Combating frailty and sarcopenia in aging populations: Switching to a more positive paradigm

Jean Woo 1,
PMCID: PMC6880689  PMID: 31942507

Abstract

Frailty may be used as a public health indicator of aging well for projection of health and social care resource allocation. Frailty assessments have been adopted by various medical as well as surgical specialties as part of prognosis in influencing choice of therapy, although the assessment tools are even more heterogeneous than those in the gerontological fields. Recently, the World Health Organization called for a life course approach to healthy aging, placing the emphasis on function, expressed as intrinsic capacity, which would address concerns with the negative image of frailty and with the overemphasis on deficits. The impact of social and physical environments is taken into account in the concept of resilience. These are all related concepts that differ in the setting in which they are used. Frailty may be more useful in clinical management in hospitals and residential care homes, as well as in community models of care. Intrinsic capacity could be used for development of health‐promotion policies and service models across the life course; mainly primary care with low resource needs, using a step‐care approach. Resilience could be considered an overarching holistic concept covering physical, psychological, and environmental domains, which is still in the research arena.

1. INTRODUCTION

Frailty is the essence of geriatric medicine that expresses needs in a concise, quantifiable, and measurable way that can be understood by clinicians, health managers, and policy‐makers. It has an underlying pathophysiology representing multisystem dysregulation and homeostatic failure.1 Although there is no consensus regarding a single instrument of assessment, there is universal agreement regarding its importance, judging by the increasing volume of research that has been published in the past 20 years, initially in the field of geriatrics and gerontology, and more recently in other clinical specialties. Whatever assessment tool is used, there is general agreement that it is a prevalent condition with increasing age, affecting approximately 20% of those aged 85 years and over. With population aging worldwide, the frailty phenotype is increasingly relevant to the health and social care of older people.2, 3 Frailty may also be assessed using the multiple‐deficit approach promoted by Rockwood4 and operationalized in the hospital setting as the electronic Frailty Index.5 It has also been used as a public health indicator6 and in examination of social determinants of frailty.7 These two concepts are not necessarily the same, since the Fried frailty phenotype describes a physiological state that occurs before the onset of disability, while the deficit accumulation model includes diseases and disability. As for diseases, prevention, screening, diagnosis, prognosis, and treatment may be applied to this entity.8 It may: be used as a predictor of service utilization that would inform service provision needs6; be used as a public health indicator of aging well for projection of health and social care resource allocation9; and represent an important entity to inform social and health policies, including health promotion.

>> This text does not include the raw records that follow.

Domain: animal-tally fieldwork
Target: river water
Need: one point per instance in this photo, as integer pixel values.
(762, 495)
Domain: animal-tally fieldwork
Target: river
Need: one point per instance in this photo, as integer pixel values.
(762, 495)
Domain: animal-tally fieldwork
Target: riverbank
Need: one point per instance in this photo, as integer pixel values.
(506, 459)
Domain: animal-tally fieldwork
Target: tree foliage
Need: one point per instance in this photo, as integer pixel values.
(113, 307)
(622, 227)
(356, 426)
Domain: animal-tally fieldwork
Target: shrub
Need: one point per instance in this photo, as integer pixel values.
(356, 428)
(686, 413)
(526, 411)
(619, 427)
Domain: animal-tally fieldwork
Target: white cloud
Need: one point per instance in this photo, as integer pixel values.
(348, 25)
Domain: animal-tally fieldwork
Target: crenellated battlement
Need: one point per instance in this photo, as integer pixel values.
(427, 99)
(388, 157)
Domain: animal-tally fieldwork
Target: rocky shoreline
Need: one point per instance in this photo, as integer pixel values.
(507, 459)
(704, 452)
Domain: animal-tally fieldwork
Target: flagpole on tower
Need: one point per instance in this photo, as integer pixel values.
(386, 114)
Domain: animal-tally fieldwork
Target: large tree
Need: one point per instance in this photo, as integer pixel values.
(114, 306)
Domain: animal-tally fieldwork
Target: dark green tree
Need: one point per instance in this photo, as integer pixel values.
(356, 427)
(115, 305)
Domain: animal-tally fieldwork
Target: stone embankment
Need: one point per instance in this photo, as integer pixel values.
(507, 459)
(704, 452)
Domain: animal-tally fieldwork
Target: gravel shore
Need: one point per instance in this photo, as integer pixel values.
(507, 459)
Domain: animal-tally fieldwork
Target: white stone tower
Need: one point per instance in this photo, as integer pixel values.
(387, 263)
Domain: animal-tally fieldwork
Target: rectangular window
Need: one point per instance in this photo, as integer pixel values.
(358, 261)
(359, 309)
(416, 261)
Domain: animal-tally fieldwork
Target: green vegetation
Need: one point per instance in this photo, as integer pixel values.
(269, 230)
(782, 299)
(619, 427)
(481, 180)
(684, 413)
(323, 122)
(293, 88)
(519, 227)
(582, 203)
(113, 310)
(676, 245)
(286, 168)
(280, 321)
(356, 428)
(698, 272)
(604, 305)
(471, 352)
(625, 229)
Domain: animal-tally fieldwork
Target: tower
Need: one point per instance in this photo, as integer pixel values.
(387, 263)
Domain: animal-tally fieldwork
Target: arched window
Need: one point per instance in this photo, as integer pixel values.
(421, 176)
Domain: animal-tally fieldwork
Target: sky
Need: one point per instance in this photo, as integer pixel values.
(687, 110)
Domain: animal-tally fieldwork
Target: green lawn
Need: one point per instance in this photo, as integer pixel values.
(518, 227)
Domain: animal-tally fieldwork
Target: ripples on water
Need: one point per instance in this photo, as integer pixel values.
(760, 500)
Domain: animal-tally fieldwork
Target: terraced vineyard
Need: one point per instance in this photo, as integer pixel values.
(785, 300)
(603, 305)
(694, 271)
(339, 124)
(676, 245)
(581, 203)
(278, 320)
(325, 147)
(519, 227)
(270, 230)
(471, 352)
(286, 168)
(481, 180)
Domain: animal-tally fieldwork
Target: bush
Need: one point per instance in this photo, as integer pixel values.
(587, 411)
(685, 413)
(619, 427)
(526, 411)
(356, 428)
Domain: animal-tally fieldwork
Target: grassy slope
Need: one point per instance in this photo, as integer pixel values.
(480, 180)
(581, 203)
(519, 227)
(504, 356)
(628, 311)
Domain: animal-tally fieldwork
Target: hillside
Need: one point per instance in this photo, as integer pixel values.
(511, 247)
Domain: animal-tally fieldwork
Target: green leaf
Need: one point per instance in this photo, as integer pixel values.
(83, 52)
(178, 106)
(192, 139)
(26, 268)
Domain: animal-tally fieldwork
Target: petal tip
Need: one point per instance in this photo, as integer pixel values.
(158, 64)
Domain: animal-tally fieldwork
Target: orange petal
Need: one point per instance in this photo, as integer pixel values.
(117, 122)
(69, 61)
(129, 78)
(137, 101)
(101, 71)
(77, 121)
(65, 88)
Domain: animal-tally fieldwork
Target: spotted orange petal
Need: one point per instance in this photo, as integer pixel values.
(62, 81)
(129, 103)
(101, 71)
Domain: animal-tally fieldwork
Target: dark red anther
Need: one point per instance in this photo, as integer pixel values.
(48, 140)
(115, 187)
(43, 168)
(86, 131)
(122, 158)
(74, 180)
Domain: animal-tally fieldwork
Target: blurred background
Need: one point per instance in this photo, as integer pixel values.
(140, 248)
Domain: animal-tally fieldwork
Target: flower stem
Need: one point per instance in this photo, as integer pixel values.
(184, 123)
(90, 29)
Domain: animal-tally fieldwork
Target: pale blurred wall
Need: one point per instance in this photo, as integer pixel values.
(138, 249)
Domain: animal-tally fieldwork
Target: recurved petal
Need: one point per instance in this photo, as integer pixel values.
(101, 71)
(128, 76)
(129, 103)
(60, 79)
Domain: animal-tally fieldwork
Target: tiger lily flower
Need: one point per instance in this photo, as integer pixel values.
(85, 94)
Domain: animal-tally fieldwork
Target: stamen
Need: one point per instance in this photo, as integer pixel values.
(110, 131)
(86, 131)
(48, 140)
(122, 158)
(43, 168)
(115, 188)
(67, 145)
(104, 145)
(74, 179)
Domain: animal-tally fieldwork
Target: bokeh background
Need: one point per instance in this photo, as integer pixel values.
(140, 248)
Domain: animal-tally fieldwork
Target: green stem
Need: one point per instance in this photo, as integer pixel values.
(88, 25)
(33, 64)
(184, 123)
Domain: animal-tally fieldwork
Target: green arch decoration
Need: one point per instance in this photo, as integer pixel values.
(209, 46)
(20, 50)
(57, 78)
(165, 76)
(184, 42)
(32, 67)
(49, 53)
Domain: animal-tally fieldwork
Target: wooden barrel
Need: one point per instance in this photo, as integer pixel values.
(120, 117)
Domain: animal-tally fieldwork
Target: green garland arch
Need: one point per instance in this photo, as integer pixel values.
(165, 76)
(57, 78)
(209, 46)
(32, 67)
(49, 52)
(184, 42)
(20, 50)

Frailty research has also developed as for other chronic diseases in attempts to characterize the condition by studying underlying genomic, proteomic, and metabolomic factors (“frailomics”),10, 11 as well as how the social and physical environment, such as urban design, may contribute to frailty.12 As for other diseases, there are strong socioeconomic determinants7 and there is a close association with psychological well‐being indicators.13

Frailty assessments have been adopted by various medical as well as surgical specialties as part of prognosis in influencing choice of therapy, although assessment tools are even more heterogeneous than those in the gerontological fields.14, 15, 16, 17, 18, 19, 20, 21, 22

The importance of geriatric syndromes in addition to non‐communicable diseases in public health necessitates a comprehensive response in aging populations to achieve healthy aging with an emphasis on function. This perspective is promoted in the World Health Organization's life course approach on healthy aging, which calls for measures at every life stage to maximize or preserve function at later ages.23 Integral to achieving this goal is the provision of the Integrated Care for Older People (ICOPE) primary care model, which may be applied to middle‐ and low‐income countries in addition to high‐income countries. The ICOPE document calls for a step‐care approach in screening for sensory impairment, undernutrition, mobility disability, cognition, and psychological states.24 Tools for measurements in these domains are being developed and field‐tested in some middle‐ and low‐income countries. The term intrinsic capacity has been coined as a descriptor of an individual's capacity in these domains that may be applicable throughout the life course.25, 26 Frailty may be regarded as the opposite of intrinsic capacity when applied to the phase of the declining trajectory of aging, before the onset of disability.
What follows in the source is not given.